With the suit, she is seeking $49 million in damages.
In response to the allegations, a Fox News spokesperson said that the company would not comment on the pending litigation. An email to Ailes’ attorney, Susan Estrich, was not immediately returned. Brown, who represented Massachusetts in the U.S. Senate from 2010 until 2013, called the accusations “false,” according to the Boston Globe.
Tantaros claims in the 37-page lawsuit that Brown “made a number of sexually inappropriate comments to Tantaros on set” during an appearance on “Outnumbered,” a program she hosted.
Tantaros claims that the former senator said she “would be fun to go to a nightclub with,” and “snuck up behind” her while she was buying lunch and “put his hands on her lower waist.”
In an email to the Boston Globe, Brown said: “Her statement about our limited on air, green room interactions are false.”
“There were never any circumstances of any kind whatsoever in which I had any interaction with her or any other employee at Fox, outside the studio,” he also told the newspaper. He said that all interactions were “always in full view of all staff, personnel and talent.”
He added that any other encounters were “professional and cordial,” according to the paper.
In court documents, Tantaros said that following this alleged encounter with Brown, she approached Bill Shine, who was then senior executive vice president of the company, asking him to bar Brown from appearing on the show in the future.
Shine, who was promoted to co-president after Ailes' departure, as well as Suzanne Scott, who was promoted to the position of executive vice president of programming and development at the same time, allegedly ignored her request, the court documents state.
“Shine’s inexplicable elevation sends the message that it will be ‘business as usual’ at Fox News when it comes to the treatment of women,” the documents read.
Tantaros also made claims that she was the victim of a “retaliatory demotion,” when she was removed from hosting “The Five” at 5 p.m. and made host of “Outnumbered” at the less lucrative 12 p.m. hour.

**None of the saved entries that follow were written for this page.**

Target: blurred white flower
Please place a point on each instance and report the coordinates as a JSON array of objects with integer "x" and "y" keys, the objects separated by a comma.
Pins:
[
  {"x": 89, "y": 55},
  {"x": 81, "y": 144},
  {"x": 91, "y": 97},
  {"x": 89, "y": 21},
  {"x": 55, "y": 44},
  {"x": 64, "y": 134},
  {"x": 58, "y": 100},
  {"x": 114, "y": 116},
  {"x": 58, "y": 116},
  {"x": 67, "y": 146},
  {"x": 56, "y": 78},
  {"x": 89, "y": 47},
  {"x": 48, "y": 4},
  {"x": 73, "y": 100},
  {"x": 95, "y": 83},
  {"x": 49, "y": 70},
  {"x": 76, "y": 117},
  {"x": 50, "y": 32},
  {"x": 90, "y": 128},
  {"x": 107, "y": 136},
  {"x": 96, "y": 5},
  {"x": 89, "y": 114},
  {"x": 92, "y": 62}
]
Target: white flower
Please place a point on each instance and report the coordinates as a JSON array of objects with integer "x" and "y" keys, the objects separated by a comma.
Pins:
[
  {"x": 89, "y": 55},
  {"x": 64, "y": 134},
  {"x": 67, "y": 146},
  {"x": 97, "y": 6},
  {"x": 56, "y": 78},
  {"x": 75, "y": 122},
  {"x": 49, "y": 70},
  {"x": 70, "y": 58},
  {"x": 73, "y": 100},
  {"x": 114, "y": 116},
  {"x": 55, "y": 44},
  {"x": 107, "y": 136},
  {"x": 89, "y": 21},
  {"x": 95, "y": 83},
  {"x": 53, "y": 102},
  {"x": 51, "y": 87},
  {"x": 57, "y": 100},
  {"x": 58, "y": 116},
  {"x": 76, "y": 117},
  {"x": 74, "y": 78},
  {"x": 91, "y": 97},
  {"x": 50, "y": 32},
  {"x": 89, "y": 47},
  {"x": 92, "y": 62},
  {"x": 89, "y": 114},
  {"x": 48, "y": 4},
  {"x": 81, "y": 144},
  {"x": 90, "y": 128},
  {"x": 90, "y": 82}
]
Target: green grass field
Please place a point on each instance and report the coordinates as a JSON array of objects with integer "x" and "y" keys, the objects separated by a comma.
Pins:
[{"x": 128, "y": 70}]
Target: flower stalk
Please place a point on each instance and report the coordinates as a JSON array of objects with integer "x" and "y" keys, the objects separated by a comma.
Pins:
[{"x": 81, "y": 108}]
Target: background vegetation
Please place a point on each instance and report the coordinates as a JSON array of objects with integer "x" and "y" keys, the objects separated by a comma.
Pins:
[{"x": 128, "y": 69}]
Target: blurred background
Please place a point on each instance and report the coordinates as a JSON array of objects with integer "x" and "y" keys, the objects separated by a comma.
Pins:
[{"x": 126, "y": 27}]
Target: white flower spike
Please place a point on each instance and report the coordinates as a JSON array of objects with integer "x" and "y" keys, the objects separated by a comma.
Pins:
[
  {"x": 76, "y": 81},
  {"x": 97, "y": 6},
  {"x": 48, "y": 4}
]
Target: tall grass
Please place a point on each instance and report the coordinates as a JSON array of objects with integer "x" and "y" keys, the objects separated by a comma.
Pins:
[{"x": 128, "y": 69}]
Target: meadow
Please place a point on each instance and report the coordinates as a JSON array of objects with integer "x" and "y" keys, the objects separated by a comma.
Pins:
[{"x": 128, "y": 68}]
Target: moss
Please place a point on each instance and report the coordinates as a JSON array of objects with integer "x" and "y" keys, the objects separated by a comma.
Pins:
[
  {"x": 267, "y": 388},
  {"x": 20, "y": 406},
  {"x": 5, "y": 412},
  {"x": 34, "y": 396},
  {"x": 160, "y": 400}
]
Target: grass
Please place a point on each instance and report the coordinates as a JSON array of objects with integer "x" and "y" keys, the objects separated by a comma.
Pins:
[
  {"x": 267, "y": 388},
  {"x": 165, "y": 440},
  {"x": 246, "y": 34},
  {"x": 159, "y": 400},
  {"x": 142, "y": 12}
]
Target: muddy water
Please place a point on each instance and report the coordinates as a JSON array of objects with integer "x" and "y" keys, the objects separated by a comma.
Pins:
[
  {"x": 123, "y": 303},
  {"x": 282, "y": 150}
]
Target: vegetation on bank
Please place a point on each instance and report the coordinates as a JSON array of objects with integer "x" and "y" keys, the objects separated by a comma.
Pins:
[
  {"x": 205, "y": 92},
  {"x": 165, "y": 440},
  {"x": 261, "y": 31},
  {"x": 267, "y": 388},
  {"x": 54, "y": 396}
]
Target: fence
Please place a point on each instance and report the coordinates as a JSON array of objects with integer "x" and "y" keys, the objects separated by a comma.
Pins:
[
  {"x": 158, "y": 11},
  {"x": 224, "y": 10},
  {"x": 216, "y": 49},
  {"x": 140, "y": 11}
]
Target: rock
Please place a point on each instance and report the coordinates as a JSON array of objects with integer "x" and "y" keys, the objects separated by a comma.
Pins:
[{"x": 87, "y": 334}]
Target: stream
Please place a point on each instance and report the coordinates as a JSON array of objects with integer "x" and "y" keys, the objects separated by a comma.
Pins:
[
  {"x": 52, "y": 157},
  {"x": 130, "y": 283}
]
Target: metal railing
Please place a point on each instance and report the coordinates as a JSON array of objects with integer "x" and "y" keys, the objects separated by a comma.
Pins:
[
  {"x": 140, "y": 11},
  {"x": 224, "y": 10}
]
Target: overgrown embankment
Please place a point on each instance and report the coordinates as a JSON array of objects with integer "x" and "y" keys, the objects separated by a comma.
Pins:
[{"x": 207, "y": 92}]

She claims that the change came after an Aug. 2014 meeting with Ailes, in which Ailes allegedly “asked Tantaros to turn around ‘so I can get a good look at you,’” the court documents state. During this meeting, he also apparently asked about the sexual orientations and relationships of several Fox News staff members, while disparaging others, according to the documents.
The court documents detail what Tantaros claims were repeated attempts to raise concerns with Fox News senior staff, who in turn “engaged in a concerted effort to silence Tantaros by threats, humiliation and retaliation.”
Tantaros claims she was told by Shine specifically that “Ailes was a ‘very powerful man’ and that Tantaros ‘needed to let this one go,’” the court documents state.
Tantaros went public with this allegation earlier this month, in a story published in New York magazine. In response to that piece, a Fox News spokesperson relayed this response from Shine: “Andrea never made any complaints to me about Roger Ailes sexually harassing her.”
Tantaros also alleges sexual harassment by prime-time presenter Bill O’Reilly in the suit, saying that in February of this year, he invited her to “come to stay with him on Long Island where it would be ‘very private,’” and also allegedly told her that “he could ‘see [her] as a wild girl,’” who had “a ‘wild side.’”
Finally, Tantaros alleges she was taken off the air this spring, “based upon the outrageously false and pretextual claim that Tantaros’s still unpublished book had been written in violation of Fox News’s rules for books authored by Fox News employees.”
At the time, a Fox News spokesperson said: “Issues have arisen regarding Andrea’s contract, and Fox News Channel has determined it best that she take some time off. She is still under contract with the network.”
In making the allegations, Tantaros joins a handful of other prominent female former Fox News staff members who have made similar allegations.
Former morning and daytime host Gretchen Carlson filed a lawsuit earlier this summer after 11 years at the company, claiming that Ailes had “sabotaged” her career after she “refused his sexual advances,” and that her job was terminated in retaliation for rebuffing him and complaining to him about sexual harassment.
Fox News and Ailes have denied Carlson's allegations in the past, calling it a "retaliatory suit for the network's decision not to renew her contract" because of "disappointingly low ratings."
Shortly before Ailes' resignation, New York magazine published a story citing unnamed sources who claimed that another Fox News host, Megyn Kelly, had “told investigators that Ailes made unwanted sexual advances towards her about [10] years ago.”
After that story's publication, Estrich, Ailes' lawyer, told ABC News that her client “never sexually harassed Megyn Kelly.”